Outro fator que merece ser ressaltado é que em algumas das reportagens analisadas não se afirma/nomeia diretamente a homossexualidade da vítima. É interessante observar como essa característica é, por vezes, sugerida de forma sutil. São apontados determinados indícios como a “visita de rapazes”, a “participação em manifestações promovidas pelo Grupo Gay da Bahia”, entre outras. Quando a fonte entrevistada traz à tona a homossexualidade da vítima, é comum o uso de conectivos como “no entanto”, “apesar” e “porém”, estabelecendo relações de contradição. Somente em uma das matérias analisadas é sugerido diretamente que o fato ocorrido seria mais um caso de violência contra homossexuais.

Um dos principais aspectos que ganharam destaque nas matérias analisadas é a classificação do crime como sendo “latrocínio”, ou seja, um homicídio com objetivo de roubo. Nesse sentido, privilegia-se a intenção de roubar pertences da vítima, como se tivesse sido a única razão do crime perpetrado.

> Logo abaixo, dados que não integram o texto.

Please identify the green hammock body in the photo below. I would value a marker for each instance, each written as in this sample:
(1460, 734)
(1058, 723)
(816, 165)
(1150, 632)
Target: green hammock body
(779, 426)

Há um exemplo em que já no subtítulo da matéria enquadra-se o fato como “latrocínio”, não deixando dúvidas que a razão do crime era justamente roubar. Até as suspeitas de latrocínio são tratadas com destaque, mesmo em matérias onde não se tem informações para elucidar o caso.

Sendo assim, verificou-se que a cobertura jornalística do A Tarde privilegiou preponderantemente outros elementos/características, que não a condição de homossexual da vítima. No entanto, a análise das matérias veiculadas no Tribuna da Bahia permitiu constatar uma maior quantidade de enquadramentos que privilegiaram aspectos que relacionam os assassinatos ocorridos com a condição de homossexual da vítima. Neste veículo, este aspecto teve destaque muito maior. Já na reportagem analisada do Correio da Bahia, pôde-se dizer somente que se enfatiza, assim como no A Tarde, outros aspectos que não a condição de homossexual da vítima como elemento de causalidade. Na única reportagem analisada do

Correio, por exemplo, foi dado destaque à suspeita de crime de vingança.

O poder de nomear algo, ou melhor, de classificar o outro ou um determinado fato (enquadrando-o e enfatizando sentidos) perpassa justamente pela linguagem. Ressaltar determinados aspectos que não permitem a categorização do crime ocorrido como um crime de teor homofóbico ou dispersar essa característica contribui em grande medida para que não se leve em consideração que a condição de homossexual da vítima e a existência da homofobia são alguns dos principais elementos de causalidade das atitudes de hostilidade, podendo culminar em assassinatos. Nesse sentido, verifica-se que o discurso jornalístico, ao reconstruir o fato e transformá-lo em notícia, assume importante papel, visto que o resultado de sua prática (a notícia) pode evidenciar determinados aspectos, em detrimento de muitos outros possíveis. Todavia, ressalta-se ainda que não se quer dizer com isso que o jornalismo escolha deliberadamente como um fato deverá ser noticiado e que tenha controle dos sentidos que serão construídos. No discurso jornalístico, a produção de sentido é resultado de uma série de fatores internos e externos, tais como espaço para a publicação, fontes entrevistadas, linha editorial do jornal, entre muitos outros, que podem e de fato interferem neste tipo de construção.